Banalizada, a violência passa a integrar o dia-a-dia da comunidade brasileira, que reage freqüentemente  através do isolamento – como os guetos formados pelos condomínios fechados e pelos shopping centers– ou através de meios ilegais, inadequados, equivocados e, em alguns casos, contrários aos seus objetivos maiores, através da criação de grupos de extermínio, vigilantes, gangues de adolescentes e outras formas.
Observa-se, mais uma vez, a nefasta atuação da burocracia de plantão instalada na Esplanada dos Ministérios, disposta a levantar e apresentar, a todo momento e lugar, obstáculos ao desenvolvimento e implantação das políticas públicas de grande anseio da sociedade brasileira.
Trata-se da mesma burocracia insensível e irracional, fixada apenas no cumprimento das metas econômicas e das regras estabelecidas de forma implacável.
Por acaso, será que esta mesma ‘tecnoburocracia’ irá lançar um apelo ao narcotráfico e às outras instituições criminosas que tantos prejuízos estão causando à Nação, a ponto de já ameaçar o seu futuro e soberania sobre a região amazônica, para que encontrem por seus meios uma solução?
Era só o que faltava!

O Direito Penal
Dentre o espectro mais amplo constituído pelos valores de cunho ético, as sociedades organizadas selecionam uma parcela, estendida como mais relevante, e a erigem à categoria de valores de cunho jurídico, cuja violação deverá implicar não apenas a reprovação moral, mas também alguma sanção de ordem legal. Dentre esse espectro mais reduzido dos valores muito especiais, cuja infração merece a mais severa das sanções legais, que é a sanção penal. Apenas quando todos os demais ramos do Direito são insuficientes para proteger determinado valor, institui-se a proteção do Direito Penal, com função repressiva e preventiva em relação aos comportamentos que o sistema jurídico repudia de forma mais veemente.

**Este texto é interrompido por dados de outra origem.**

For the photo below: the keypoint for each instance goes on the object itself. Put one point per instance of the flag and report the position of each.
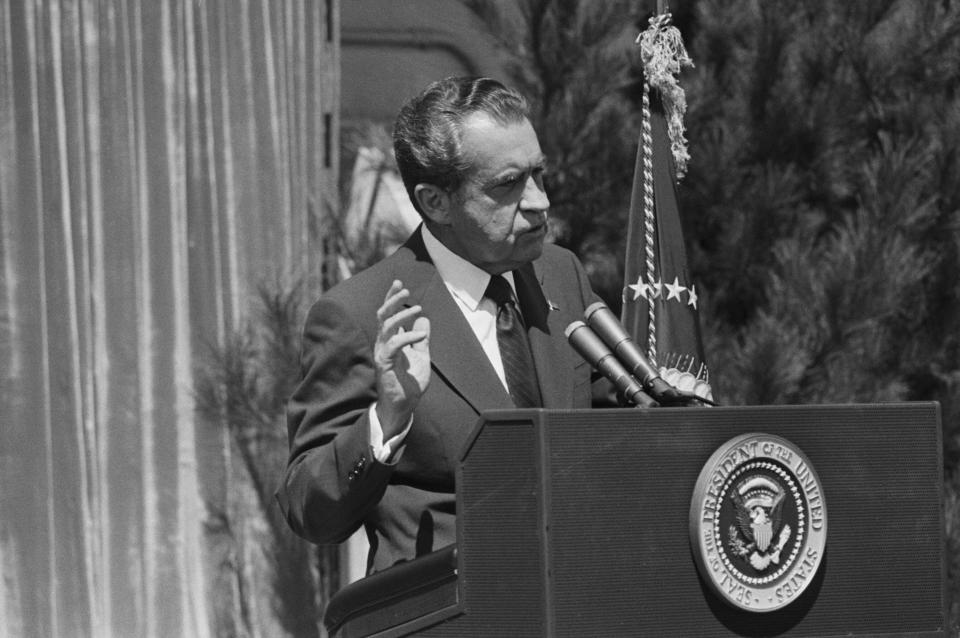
(660, 299)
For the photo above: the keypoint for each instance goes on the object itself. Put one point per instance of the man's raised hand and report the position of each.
(402, 357)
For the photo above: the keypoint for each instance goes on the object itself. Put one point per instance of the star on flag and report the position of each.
(675, 289)
(643, 290)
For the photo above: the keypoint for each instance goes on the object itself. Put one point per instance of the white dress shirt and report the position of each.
(466, 283)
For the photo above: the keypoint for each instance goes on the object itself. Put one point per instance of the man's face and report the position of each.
(498, 217)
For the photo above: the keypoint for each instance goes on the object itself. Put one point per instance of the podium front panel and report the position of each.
(576, 523)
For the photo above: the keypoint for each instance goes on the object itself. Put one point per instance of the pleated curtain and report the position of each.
(158, 159)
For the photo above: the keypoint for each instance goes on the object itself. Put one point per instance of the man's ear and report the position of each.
(434, 202)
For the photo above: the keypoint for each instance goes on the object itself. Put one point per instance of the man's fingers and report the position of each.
(422, 324)
(394, 297)
(403, 339)
(390, 324)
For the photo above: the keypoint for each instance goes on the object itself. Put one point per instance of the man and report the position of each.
(399, 361)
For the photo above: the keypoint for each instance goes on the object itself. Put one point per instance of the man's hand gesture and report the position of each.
(402, 357)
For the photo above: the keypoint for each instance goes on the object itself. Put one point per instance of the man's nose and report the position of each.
(534, 195)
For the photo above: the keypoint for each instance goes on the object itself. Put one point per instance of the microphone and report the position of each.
(611, 331)
(592, 349)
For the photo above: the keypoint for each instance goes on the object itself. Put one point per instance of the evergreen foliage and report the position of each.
(243, 386)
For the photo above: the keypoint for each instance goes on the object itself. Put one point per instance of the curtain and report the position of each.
(159, 159)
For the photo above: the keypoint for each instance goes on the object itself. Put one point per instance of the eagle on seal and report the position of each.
(759, 502)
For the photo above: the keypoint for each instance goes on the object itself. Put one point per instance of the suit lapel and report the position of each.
(545, 331)
(455, 353)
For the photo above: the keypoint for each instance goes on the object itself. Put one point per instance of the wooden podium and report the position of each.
(577, 524)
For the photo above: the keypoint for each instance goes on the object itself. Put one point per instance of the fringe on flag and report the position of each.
(663, 56)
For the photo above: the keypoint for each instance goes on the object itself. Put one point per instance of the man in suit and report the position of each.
(399, 361)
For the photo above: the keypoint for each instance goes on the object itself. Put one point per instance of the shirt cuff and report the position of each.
(386, 451)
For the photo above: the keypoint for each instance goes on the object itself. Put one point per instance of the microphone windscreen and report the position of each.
(592, 349)
(611, 331)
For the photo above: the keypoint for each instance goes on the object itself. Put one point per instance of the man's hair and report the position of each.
(429, 129)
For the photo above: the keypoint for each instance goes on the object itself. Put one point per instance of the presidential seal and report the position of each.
(758, 522)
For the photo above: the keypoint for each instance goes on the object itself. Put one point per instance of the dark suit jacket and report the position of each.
(332, 483)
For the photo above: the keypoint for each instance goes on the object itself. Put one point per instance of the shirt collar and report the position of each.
(462, 278)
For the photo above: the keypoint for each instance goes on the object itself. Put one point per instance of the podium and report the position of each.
(578, 523)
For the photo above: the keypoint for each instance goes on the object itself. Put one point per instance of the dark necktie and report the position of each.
(514, 347)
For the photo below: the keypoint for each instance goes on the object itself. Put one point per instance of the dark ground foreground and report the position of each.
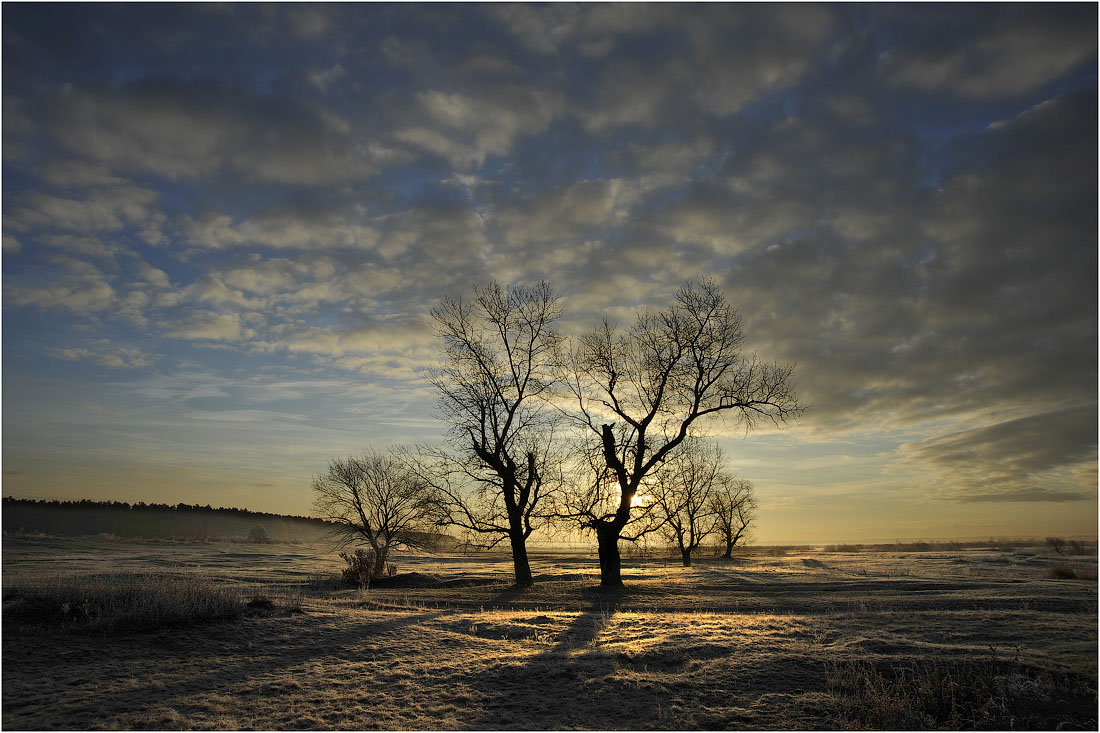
(954, 639)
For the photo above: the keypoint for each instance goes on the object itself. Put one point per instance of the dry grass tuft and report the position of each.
(121, 603)
(959, 695)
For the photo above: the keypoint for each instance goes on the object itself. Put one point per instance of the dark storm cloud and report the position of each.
(934, 302)
(205, 130)
(899, 198)
(1009, 461)
(989, 51)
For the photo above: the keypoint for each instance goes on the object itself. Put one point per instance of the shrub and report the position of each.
(360, 567)
(1062, 571)
(120, 603)
(259, 535)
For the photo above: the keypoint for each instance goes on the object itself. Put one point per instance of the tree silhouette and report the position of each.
(734, 504)
(374, 498)
(498, 368)
(685, 488)
(641, 392)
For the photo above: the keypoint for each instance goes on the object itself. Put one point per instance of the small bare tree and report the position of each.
(684, 491)
(377, 500)
(734, 504)
(642, 392)
(498, 369)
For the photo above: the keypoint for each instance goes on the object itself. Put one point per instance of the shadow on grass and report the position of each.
(568, 686)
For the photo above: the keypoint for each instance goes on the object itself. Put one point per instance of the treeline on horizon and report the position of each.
(153, 521)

Considerada, portanto, a relevância dos direitos e interesses tutelados pela legislação penal, a eventual não-aplicação das punições previstas nessa legislação, em relação a casos que nela se enquadram, provoca, evidentemente, preocupação e até revolta no corpo social.
Esse é o sentimento generalizado do povo brasileiro no que se refere ao seu sistema penal, percebido como ineficaz e, consequentemente, injusto. E aqui, por sistema penal, queremos referir-nos a toda a sistemática de responsa-bilização penal, incluídos o direito material, os instrumentos processuais e o sistema de execução de penas.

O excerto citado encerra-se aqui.